Presumably a similar situation exits regarding the use of generators, portable or installed.

If you want the protection an RCD gives, be that a plug in one used with a potable generator, the shorepower RCD if you connect the generator via the shorepower inlet or a dedicated RCD if the generator is a fixed installation it is obvious that the generator output must be "neutral earth bonded" Are they ? Do the instruction manuals touch on this subject?

You are correct Vic the problem is that most people consider a generator like a appliance and connect the frame to an earth spike only but its the earth wire and frame that must also be connected to the neutral or what becomes the neutral once the connection is made.

I know this has been discussed before in the dim and distant past on this forum.
 
The first thing to think about is that generators are not a "clean source" of power. They need a lot of smoothing to be "nice".

The majority of the small nasty noisy hairdryer things are centre tapped earth.

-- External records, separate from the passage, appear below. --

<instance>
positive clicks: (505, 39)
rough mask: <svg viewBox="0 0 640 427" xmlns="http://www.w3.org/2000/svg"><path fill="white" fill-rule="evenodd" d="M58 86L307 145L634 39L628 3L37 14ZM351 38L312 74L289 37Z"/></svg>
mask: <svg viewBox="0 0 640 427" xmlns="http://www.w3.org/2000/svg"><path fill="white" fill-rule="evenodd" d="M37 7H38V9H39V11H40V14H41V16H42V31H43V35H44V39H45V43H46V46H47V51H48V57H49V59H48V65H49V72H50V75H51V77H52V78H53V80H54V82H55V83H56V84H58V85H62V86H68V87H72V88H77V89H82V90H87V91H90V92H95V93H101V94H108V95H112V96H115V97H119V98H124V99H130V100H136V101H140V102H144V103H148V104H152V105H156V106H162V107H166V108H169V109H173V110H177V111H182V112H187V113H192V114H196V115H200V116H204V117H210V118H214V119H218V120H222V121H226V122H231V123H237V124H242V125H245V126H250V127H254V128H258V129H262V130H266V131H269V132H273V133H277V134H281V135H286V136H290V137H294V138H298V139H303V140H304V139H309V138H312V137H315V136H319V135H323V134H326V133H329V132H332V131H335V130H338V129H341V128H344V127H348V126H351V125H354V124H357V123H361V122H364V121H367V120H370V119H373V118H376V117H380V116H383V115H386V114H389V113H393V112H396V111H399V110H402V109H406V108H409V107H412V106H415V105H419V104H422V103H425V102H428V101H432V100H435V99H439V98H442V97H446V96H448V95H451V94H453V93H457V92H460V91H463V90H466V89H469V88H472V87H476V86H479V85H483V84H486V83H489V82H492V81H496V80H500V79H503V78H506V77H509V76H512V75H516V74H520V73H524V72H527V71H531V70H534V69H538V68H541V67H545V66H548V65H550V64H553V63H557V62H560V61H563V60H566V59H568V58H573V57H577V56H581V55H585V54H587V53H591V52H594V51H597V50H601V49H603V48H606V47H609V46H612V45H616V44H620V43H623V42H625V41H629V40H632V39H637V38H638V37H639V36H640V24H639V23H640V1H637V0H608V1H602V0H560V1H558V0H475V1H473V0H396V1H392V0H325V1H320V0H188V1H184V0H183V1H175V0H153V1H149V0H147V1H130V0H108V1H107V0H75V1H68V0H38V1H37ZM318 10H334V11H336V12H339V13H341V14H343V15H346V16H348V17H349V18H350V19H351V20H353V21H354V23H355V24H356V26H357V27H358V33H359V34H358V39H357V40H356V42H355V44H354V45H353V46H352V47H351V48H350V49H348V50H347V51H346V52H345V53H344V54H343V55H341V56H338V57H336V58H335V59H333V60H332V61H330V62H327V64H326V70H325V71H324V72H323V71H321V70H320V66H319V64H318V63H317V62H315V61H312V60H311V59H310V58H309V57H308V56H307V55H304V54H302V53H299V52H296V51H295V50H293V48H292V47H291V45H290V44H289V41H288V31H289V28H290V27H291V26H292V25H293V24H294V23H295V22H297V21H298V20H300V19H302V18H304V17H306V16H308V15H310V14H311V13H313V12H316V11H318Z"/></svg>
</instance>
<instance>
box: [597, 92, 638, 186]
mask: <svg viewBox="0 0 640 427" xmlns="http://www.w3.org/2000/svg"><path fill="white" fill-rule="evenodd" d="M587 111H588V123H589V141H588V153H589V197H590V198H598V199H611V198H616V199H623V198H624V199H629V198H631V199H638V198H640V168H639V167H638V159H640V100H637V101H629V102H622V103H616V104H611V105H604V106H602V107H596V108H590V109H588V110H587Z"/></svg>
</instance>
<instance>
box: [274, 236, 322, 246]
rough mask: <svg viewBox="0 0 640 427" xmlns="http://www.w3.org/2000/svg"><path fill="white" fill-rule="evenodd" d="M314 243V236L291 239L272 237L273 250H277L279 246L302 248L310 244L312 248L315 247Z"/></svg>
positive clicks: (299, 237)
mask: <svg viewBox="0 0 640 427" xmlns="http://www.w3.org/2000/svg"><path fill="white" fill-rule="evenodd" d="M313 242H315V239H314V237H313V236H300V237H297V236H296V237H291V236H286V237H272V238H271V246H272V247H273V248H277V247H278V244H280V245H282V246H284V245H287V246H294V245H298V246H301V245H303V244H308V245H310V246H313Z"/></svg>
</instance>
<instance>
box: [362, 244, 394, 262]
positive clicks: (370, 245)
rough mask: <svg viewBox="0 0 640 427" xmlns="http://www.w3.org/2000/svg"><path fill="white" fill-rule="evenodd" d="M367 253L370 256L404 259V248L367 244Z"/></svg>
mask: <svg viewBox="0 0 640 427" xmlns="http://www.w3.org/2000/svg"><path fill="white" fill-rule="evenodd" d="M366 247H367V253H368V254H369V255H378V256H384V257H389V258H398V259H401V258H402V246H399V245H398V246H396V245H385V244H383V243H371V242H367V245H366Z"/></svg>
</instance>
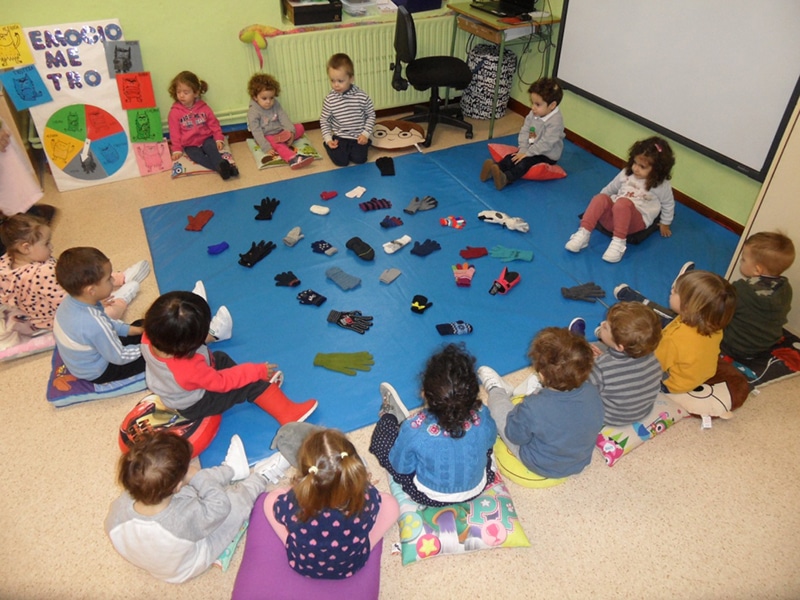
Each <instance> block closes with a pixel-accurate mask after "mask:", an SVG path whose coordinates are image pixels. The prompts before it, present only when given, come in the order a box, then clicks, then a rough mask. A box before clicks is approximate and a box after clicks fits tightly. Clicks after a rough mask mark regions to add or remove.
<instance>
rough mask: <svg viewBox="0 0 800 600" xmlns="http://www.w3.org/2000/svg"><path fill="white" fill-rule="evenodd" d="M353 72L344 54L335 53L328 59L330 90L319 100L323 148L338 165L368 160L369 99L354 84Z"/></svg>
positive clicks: (369, 100) (343, 166) (364, 161)
mask: <svg viewBox="0 0 800 600" xmlns="http://www.w3.org/2000/svg"><path fill="white" fill-rule="evenodd" d="M354 74H355V67H354V66H353V61H352V60H351V59H350V57H349V56H347V54H341V53H340V54H334V55H333V56H331V58H330V59H329V60H328V78H329V79H330V82H331V91H330V92H328V95H327V96H325V100H324V101H323V103H322V112H321V114H320V117H319V128H320V131H321V132H322V139H323V140H324V142H325V150H326V151H327V152H328V156H329V157H330V159H331V161H333V164H335V165H336V166H337V167H346V166H347V165H348V164H350V163H351V162H353V163H355V164H357V165H360V164H363V163H365V162H367V151H368V150H369V146H370V136H371V135H372V130H373V129H374V128H375V107H374V105H373V103H372V98H370V97H369V96H368V95H367V94H366V93H365V92H364V91H363V90H361V88H359V87H358V86H357V85H355V84H354V83H353V80H354Z"/></svg>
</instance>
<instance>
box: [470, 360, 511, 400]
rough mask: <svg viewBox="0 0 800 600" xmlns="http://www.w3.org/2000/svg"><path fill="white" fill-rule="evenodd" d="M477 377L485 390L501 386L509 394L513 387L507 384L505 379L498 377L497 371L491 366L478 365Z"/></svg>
mask: <svg viewBox="0 0 800 600" xmlns="http://www.w3.org/2000/svg"><path fill="white" fill-rule="evenodd" d="M478 379H480V381H481V384H482V385H483V387H484V389H485V390H486V391H487V392H489V391H491V390H492V388H496V387H499V388H503V389H504V390H505V391H506V392H507V393H508V394H509V395H510V394H511V393H513V391H514V388H512V387H511V386H510V385H508V384H507V383H506V380H505V379H503V378H502V377H500V375H499V374H498V372H497V371H495V370H494V369H493V368H492V367H486V366H483V367H478Z"/></svg>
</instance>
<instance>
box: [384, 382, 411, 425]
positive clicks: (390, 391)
mask: <svg viewBox="0 0 800 600" xmlns="http://www.w3.org/2000/svg"><path fill="white" fill-rule="evenodd" d="M379 389H380V392H381V400H382V402H381V409H380V410H379V411H378V415H379V416H382V415H385V414H387V413H388V414H392V415H394V416H395V417H397V422H398V423H402V422H403V421H405V420H406V419H407V418H408V415H409V414H410V413H409V412H408V409H407V408H406V405H405V404H403V401H402V400H400V394H398V393H397V390H396V389H394V387H393V386H392V384H390V383H386V382H385V381H384V382H383V383H381V385H380V387H379Z"/></svg>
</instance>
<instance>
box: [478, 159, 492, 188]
mask: <svg viewBox="0 0 800 600" xmlns="http://www.w3.org/2000/svg"><path fill="white" fill-rule="evenodd" d="M493 166H494V161H493V160H492V159H491V158H487V159H486V160H485V161H483V166H482V167H481V181H484V182H486V181H489V178H490V177H491V176H492V167H493Z"/></svg>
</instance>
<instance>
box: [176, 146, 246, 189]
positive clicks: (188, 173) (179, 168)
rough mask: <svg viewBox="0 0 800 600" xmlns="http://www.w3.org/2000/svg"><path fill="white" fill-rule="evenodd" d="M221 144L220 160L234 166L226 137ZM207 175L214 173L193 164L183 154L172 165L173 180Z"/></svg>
mask: <svg viewBox="0 0 800 600" xmlns="http://www.w3.org/2000/svg"><path fill="white" fill-rule="evenodd" d="M223 143H224V146H223V147H222V152H220V154H221V155H222V158H224V159H225V160H227V161H228V162H229V163H231V164H232V165H235V164H236V161H235V160H234V159H233V154H231V147H230V146H229V145H228V138H227V137H226V138H225V140H224V142H223ZM209 173H216V171H212V170H211V169H207V168H205V167H204V166H203V165H198V164H197V163H196V162H194V161H193V160H192V159H191V158H189V157H188V156H186V155H185V154H184V155H183V156H181V157H180V158H179V159H178V160H176V161H174V162H173V163H172V178H173V179H175V178H177V177H185V176H187V175H208V174H209Z"/></svg>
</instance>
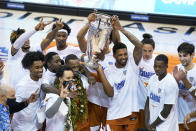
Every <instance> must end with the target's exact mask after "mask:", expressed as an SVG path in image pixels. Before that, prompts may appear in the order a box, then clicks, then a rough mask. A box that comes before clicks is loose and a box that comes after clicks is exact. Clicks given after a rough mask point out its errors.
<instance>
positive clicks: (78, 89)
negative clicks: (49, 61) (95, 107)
mask: <svg viewBox="0 0 196 131" xmlns="http://www.w3.org/2000/svg"><path fill="white" fill-rule="evenodd" d="M65 64H66V65H68V66H70V67H71V69H72V70H73V73H74V79H73V83H74V85H75V87H76V92H77V93H78V96H77V98H76V99H72V100H71V117H70V118H71V121H72V125H73V129H74V130H75V131H90V126H89V122H88V121H87V114H88V107H87V104H88V99H87V94H86V89H88V87H89V84H88V81H87V78H86V77H85V76H84V75H83V74H84V73H85V72H86V73H89V74H90V72H89V71H88V70H87V69H86V68H85V67H84V66H83V65H82V64H80V60H79V59H78V57H77V56H76V55H74V54H70V55H68V56H67V57H66V58H65Z"/></svg>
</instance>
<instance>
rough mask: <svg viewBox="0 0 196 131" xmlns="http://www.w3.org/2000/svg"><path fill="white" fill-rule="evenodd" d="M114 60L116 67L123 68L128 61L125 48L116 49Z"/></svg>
mask: <svg viewBox="0 0 196 131" xmlns="http://www.w3.org/2000/svg"><path fill="white" fill-rule="evenodd" d="M114 58H115V59H116V65H117V66H119V67H124V66H125V65H126V64H127V60H128V53H127V49H126V48H122V49H118V50H117V51H116V52H115V54H114Z"/></svg>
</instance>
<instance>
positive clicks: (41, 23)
mask: <svg viewBox="0 0 196 131" xmlns="http://www.w3.org/2000/svg"><path fill="white" fill-rule="evenodd" d="M48 24H50V23H44V22H43V19H41V21H40V23H39V24H37V25H36V26H35V28H33V29H32V30H29V31H25V30H24V29H20V28H18V29H17V30H16V31H13V32H12V33H11V36H10V41H11V44H12V45H11V47H10V50H9V52H8V66H9V70H10V78H9V82H10V84H11V85H12V86H13V87H14V88H15V85H16V84H17V83H18V81H20V79H21V78H22V77H23V76H25V75H26V74H27V71H26V70H24V69H23V67H22V64H21V60H22V58H23V57H24V55H25V54H26V53H27V52H29V51H43V50H45V49H46V48H47V47H48V45H49V44H50V42H51V41H52V40H53V38H54V37H55V34H56V32H57V31H58V30H59V29H61V27H62V23H61V21H58V22H56V25H57V26H56V29H54V30H52V31H51V32H50V33H48V35H47V36H46V38H45V39H43V40H42V42H41V44H39V45H35V43H33V44H31V46H30V41H29V39H30V37H31V36H32V35H33V34H35V33H36V32H38V31H41V30H43V29H44V28H45V26H47V25H48ZM16 74H17V75H16ZM15 90H16V91H17V89H15Z"/></svg>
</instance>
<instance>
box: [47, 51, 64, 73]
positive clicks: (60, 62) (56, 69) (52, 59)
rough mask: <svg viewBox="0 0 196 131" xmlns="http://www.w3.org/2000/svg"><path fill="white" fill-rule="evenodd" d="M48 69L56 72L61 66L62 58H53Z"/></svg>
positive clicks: (53, 57)
mask: <svg viewBox="0 0 196 131" xmlns="http://www.w3.org/2000/svg"><path fill="white" fill-rule="evenodd" d="M47 66H48V69H49V70H51V71H52V72H56V71H57V70H58V69H59V67H60V66H61V58H60V56H59V55H54V56H52V60H51V61H50V62H48V63H47Z"/></svg>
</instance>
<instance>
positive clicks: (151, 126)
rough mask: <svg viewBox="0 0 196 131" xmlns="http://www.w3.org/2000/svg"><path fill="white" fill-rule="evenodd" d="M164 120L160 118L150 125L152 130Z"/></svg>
mask: <svg viewBox="0 0 196 131" xmlns="http://www.w3.org/2000/svg"><path fill="white" fill-rule="evenodd" d="M162 122H164V121H163V120H161V119H160V118H159V117H158V118H157V119H156V120H155V121H154V122H153V123H152V124H151V125H150V128H156V127H157V126H158V125H160V124H161V123H162Z"/></svg>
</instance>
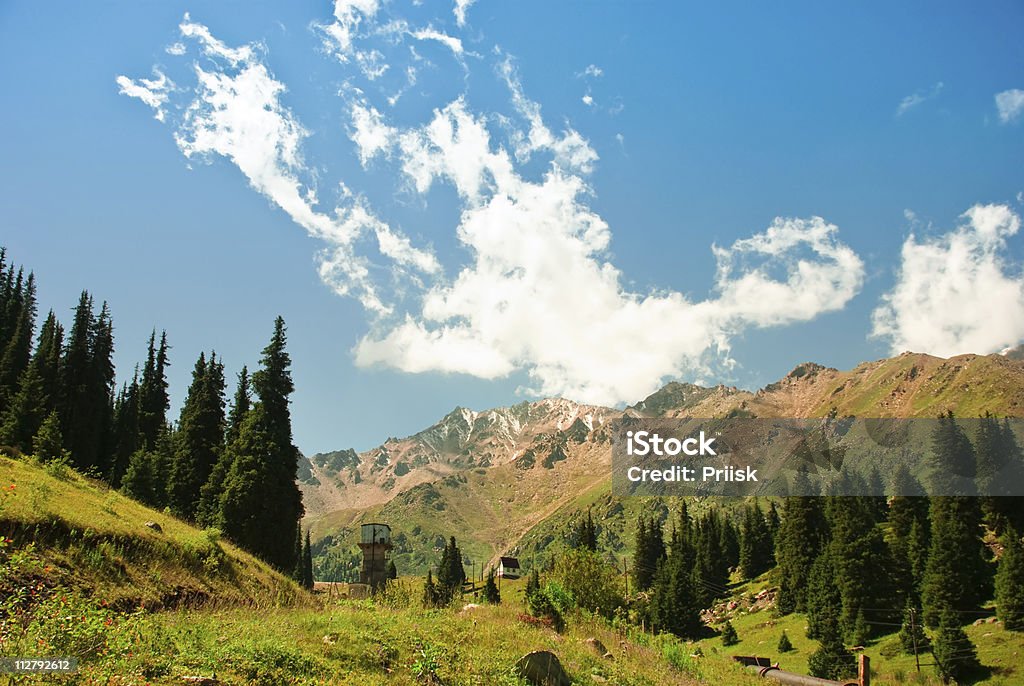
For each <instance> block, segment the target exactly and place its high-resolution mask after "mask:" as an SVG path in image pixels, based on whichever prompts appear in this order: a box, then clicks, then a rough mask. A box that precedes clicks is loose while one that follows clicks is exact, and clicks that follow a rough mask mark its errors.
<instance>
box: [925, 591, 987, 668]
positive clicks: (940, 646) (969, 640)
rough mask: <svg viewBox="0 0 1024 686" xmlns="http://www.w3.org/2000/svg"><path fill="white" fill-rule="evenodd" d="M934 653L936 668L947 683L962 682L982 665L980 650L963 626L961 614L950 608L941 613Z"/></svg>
mask: <svg viewBox="0 0 1024 686" xmlns="http://www.w3.org/2000/svg"><path fill="white" fill-rule="evenodd" d="M932 654H933V655H934V656H935V667H936V670H937V671H938V673H939V676H940V677H942V680H943V681H944V682H945V683H949V682H950V681H954V682H956V683H961V682H963V681H964V680H965V679H966V678H967V677H968V676H970V675H971V674H972V673H974V672H976V671H977V670H978V669H979V668H980V667H981V663H980V662H979V661H978V651H977V649H976V648H975V647H974V643H972V642H971V639H970V638H968V635H967V634H966V633H965V632H964V629H963V628H962V627H961V625H959V616H958V615H957V614H956V612H954V611H953V610H951V609H948V608H947V609H944V610H943V611H942V612H941V613H940V615H939V623H938V631H936V633H935V644H934V646H933V647H932Z"/></svg>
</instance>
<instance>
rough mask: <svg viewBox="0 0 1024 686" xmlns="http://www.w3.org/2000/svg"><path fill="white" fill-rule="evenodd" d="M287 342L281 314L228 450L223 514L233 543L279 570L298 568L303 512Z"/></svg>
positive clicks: (275, 320)
mask: <svg viewBox="0 0 1024 686" xmlns="http://www.w3.org/2000/svg"><path fill="white" fill-rule="evenodd" d="M286 342H287V338H286V334H285V321H284V319H282V318H281V317H280V316H279V317H278V318H276V319H275V320H274V330H273V335H272V336H271V338H270V343H269V344H268V345H267V346H266V347H265V348H264V349H263V355H262V357H261V359H260V369H259V371H258V372H256V373H255V374H254V375H253V386H254V387H255V389H256V394H257V395H258V396H259V401H258V402H256V403H255V404H254V405H253V408H252V410H250V411H249V412H248V413H246V417H245V420H243V422H242V426H241V428H240V430H239V437H238V439H237V440H236V441H233V443H232V445H231V448H230V451H229V452H230V453H231V454H232V457H231V465H230V467H229V468H228V471H227V474H226V475H225V477H224V485H223V492H222V494H221V496H220V505H221V507H220V517H221V521H222V523H223V527H224V531H225V533H227V535H228V537H230V538H231V540H232V541H234V542H236V543H239V544H241V545H242V546H243V547H245V548H246V549H248V550H249V551H251V552H253V553H255V554H256V555H258V556H260V557H262V558H263V559H264V560H266V561H267V562H269V563H270V564H272V565H274V566H276V567H278V568H279V569H285V570H290V569H292V568H294V566H295V559H294V558H295V551H294V549H293V547H292V545H291V538H292V531H293V530H294V527H295V524H296V522H298V521H299V520H300V519H301V517H302V514H303V512H304V510H303V507H302V495H301V494H300V492H299V487H298V485H297V484H296V482H295V478H296V473H297V471H298V461H299V451H298V448H297V447H295V445H294V444H293V443H292V423H291V414H290V412H289V409H288V403H289V399H288V398H289V395H291V393H292V392H293V391H294V389H295V387H294V384H293V383H292V375H291V371H290V367H291V358H290V357H289V354H288V352H287V351H286V349H285V345H286Z"/></svg>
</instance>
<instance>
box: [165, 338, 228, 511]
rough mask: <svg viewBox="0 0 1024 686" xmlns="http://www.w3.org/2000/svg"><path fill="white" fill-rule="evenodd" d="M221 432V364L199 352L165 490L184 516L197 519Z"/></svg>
mask: <svg viewBox="0 0 1024 686" xmlns="http://www.w3.org/2000/svg"><path fill="white" fill-rule="evenodd" d="M223 436H224V367H223V365H222V363H221V362H219V361H217V358H216V355H215V354H213V353H211V354H210V359H209V361H207V359H206V355H205V354H203V353H200V356H199V359H198V360H197V361H196V367H195V369H194V370H193V382H191V385H190V386H189V387H188V394H187V396H186V397H185V401H184V404H183V405H182V408H181V418H180V420H179V421H178V430H177V444H176V446H175V453H174V459H173V461H172V463H171V471H170V474H169V475H168V481H167V489H168V490H167V492H168V501H169V503H170V506H171V509H172V510H174V512H175V513H176V514H178V515H179V516H181V517H183V518H185V519H189V520H193V519H196V515H197V513H198V511H199V506H200V490H201V488H202V487H203V484H205V483H206V482H207V481H208V480H209V479H210V474H211V473H212V472H213V468H214V465H215V464H216V463H217V460H218V459H219V458H220V453H221V449H222V442H221V441H222V440H223Z"/></svg>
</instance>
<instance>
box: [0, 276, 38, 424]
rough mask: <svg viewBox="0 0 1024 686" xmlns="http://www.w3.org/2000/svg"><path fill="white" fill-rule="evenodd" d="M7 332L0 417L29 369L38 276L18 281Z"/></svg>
mask: <svg viewBox="0 0 1024 686" xmlns="http://www.w3.org/2000/svg"><path fill="white" fill-rule="evenodd" d="M5 318H6V319H7V320H8V331H6V332H4V333H5V338H2V339H0V416H2V415H4V414H6V412H7V408H8V404H9V402H8V401H9V399H10V397H11V396H12V395H13V394H14V392H15V389H16V388H17V382H18V380H19V379H20V377H22V375H23V374H24V373H25V371H26V370H27V369H28V368H29V360H30V359H31V355H32V335H33V330H34V329H35V326H36V277H35V275H34V274H32V273H30V274H29V276H28V278H26V280H24V281H23V277H22V272H20V270H19V271H18V275H17V281H16V283H15V285H14V287H13V289H12V292H11V294H10V296H9V300H8V302H7V312H6V315H5Z"/></svg>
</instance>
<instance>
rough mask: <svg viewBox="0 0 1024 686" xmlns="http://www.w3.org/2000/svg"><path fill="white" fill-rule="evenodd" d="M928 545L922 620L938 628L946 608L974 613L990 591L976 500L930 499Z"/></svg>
mask: <svg viewBox="0 0 1024 686" xmlns="http://www.w3.org/2000/svg"><path fill="white" fill-rule="evenodd" d="M931 519H932V531H931V537H932V544H931V548H930V550H929V554H928V563H927V565H926V568H925V576H924V581H923V583H922V591H921V599H922V604H923V606H924V612H923V616H924V620H925V624H926V625H927V626H929V627H936V626H938V621H939V618H940V615H941V613H942V612H943V611H945V610H946V609H951V610H956V611H970V610H977V609H978V608H979V607H980V605H981V602H982V601H983V600H984V599H986V598H988V597H989V593H990V592H991V569H990V565H989V563H988V562H987V556H988V549H987V548H986V547H985V543H984V541H983V540H982V537H981V534H982V529H981V510H980V508H979V506H978V499H976V498H961V497H952V496H939V497H935V498H933V499H932V508H931Z"/></svg>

Some of the super duper Chinese million watt specials are an accident waiting to happen in that every model seems to be different, some centre tapped, some ropey 3 phase with star, some floating.

The more quality stuff, a good amount of Northan Lights, Fischer Panda, etc types are centre tapped earth as are the majority of Stephill generators.

The large boats I work on tend to have prime generators >6000v with local step down transformers (this cleans the power up) and local area backup generators standard 3 phase. Again almost all centre tapped. All electric motors onboard are generally without a neutral.

I've not explored inverter generators in great detail as my customers don't use them but the few I have seen have been of a floating variety which brings us back to our 2 faults to trip an RCD conflab, to neutralise or not to neutralise debate.

I haven't got to start proving generators now, have I? :rolleyes: If in doubt, contact a suitably qualified electrician.